As described above, in this embodiment, the capacity of the capacitance element C1 is set further in consideration of the parasitic capacity CL in the circuit configuration as is similar to the first embodiment. Accordingly, as is similar to the first embodiment, it is possible to prevent erroneous reading due to occurrence of noise and to suppress the size of the area of the capacitance element C1.

Fourth Embodiment

Hereinafter, with reference to the drawings, a fourth embodiment will be described. This embodiment is an example in which a fast charge function of an N type FET Q2 (sensing transistor) is added to the sense amplifier circuit according to the first embodiment. Other configurations are similar to those in the first embodiment. Further, the configuration of this embodiment may be applied to another embodiment.

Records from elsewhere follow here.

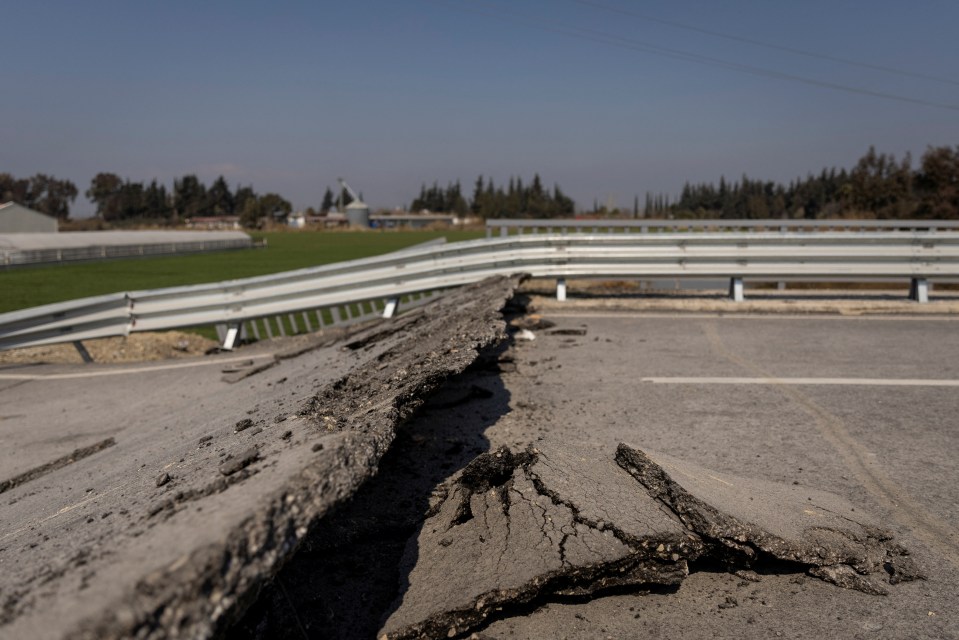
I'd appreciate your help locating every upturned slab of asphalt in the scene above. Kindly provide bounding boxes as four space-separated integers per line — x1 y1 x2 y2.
0 290 959 639
0 278 515 638
238 305 959 639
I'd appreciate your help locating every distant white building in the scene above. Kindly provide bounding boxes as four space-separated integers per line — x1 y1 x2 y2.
286 211 306 229
0 202 59 233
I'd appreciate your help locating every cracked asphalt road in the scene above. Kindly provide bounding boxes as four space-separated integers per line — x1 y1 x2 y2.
233 311 959 638
0 278 515 640
0 292 959 639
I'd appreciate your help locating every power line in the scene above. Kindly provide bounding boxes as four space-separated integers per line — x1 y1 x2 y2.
433 0 959 111
570 0 959 87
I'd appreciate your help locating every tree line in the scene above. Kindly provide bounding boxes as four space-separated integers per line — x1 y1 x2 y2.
0 173 77 220
644 145 959 219
7 145 959 227
409 173 576 218
85 173 293 227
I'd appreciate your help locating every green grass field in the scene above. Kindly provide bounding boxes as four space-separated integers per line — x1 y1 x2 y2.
0 231 485 313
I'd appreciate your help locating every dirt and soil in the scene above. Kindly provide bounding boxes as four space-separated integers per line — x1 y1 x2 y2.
0 282 959 640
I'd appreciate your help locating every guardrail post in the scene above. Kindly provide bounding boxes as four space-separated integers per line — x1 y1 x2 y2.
221 322 242 351
729 278 745 302
383 298 400 319
909 278 929 303
73 340 93 364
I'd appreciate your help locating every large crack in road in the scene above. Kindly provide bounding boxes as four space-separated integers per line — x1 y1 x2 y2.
0 278 516 639
382 442 920 640
0 279 921 640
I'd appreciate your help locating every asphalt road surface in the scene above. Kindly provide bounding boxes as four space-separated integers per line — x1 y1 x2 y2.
486 313 959 638
0 296 959 638
233 310 959 638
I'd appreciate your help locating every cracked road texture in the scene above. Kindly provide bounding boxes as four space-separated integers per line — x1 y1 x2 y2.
382 442 919 639
0 278 515 639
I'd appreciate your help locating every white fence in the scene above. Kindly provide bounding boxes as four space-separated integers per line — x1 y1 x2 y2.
0 231 256 268
486 218 959 238
0 231 959 349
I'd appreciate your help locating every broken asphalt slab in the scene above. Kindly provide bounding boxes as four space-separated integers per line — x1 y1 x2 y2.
0 278 516 638
381 442 920 639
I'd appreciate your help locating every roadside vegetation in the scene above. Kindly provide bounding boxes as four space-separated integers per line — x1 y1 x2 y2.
0 231 484 313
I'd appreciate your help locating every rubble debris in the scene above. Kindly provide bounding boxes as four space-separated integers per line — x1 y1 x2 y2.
616 444 921 594
55 277 519 640
381 442 920 639
220 447 260 476
547 329 599 340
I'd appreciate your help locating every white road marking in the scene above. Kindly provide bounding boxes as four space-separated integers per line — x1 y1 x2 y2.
640 377 959 387
0 353 274 380
535 309 959 322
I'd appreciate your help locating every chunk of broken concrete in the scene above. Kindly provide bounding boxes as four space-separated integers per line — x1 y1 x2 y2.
382 444 918 638
384 445 699 638
616 444 921 594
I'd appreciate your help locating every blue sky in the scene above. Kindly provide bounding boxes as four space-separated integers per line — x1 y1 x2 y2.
0 0 959 216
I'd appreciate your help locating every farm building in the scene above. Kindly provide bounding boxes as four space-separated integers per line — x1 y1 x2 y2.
0 202 57 233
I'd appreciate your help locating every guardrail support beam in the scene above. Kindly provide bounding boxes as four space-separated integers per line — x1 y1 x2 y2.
383 298 400 319
729 278 745 302
909 278 929 303
73 340 93 364
221 322 242 351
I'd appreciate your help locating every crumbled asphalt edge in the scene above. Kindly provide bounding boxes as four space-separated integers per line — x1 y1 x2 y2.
67 276 522 640
0 438 116 493
380 444 922 640
380 446 700 640
616 444 923 595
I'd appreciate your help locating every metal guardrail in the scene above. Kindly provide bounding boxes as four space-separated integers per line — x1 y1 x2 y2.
486 218 959 238
0 240 255 267
0 231 959 349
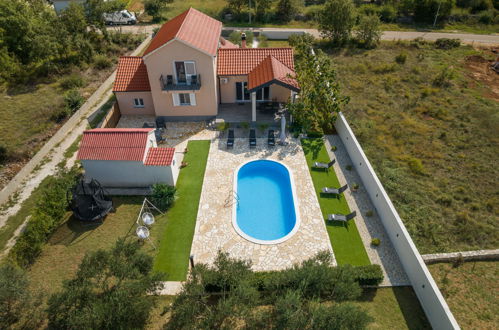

FIG. 11 shows a configuration of a sense amplifier circuit according to this embodiment. A sense amplifier circuit 101 shown in FIG. 11 further includes a P type FET Q7 in addition to the sense amplifier circuit 101 shown in FIG. 2 of the first embodiment. The P type FET Q7 is a transistor to control fast charge of the gate of the N type FET Q2. The P type FET Q7 has a source connected to a power supply VCC, a gate connected to a fast charge control terminal 9 that receives a fast charge control signal VFAST, and a drain connected to the contact 3.

FIG. 12 is a timing chart of the sense amplifier circuit according to this embodiment. Time Ts0 to Tm1 show each signal in a standby state, time Ts1 to Ts2 show each signal when reading is performed in a set-up state, and time Ts2 to Ts3 show each state when reading is performed in a normal reading mode state.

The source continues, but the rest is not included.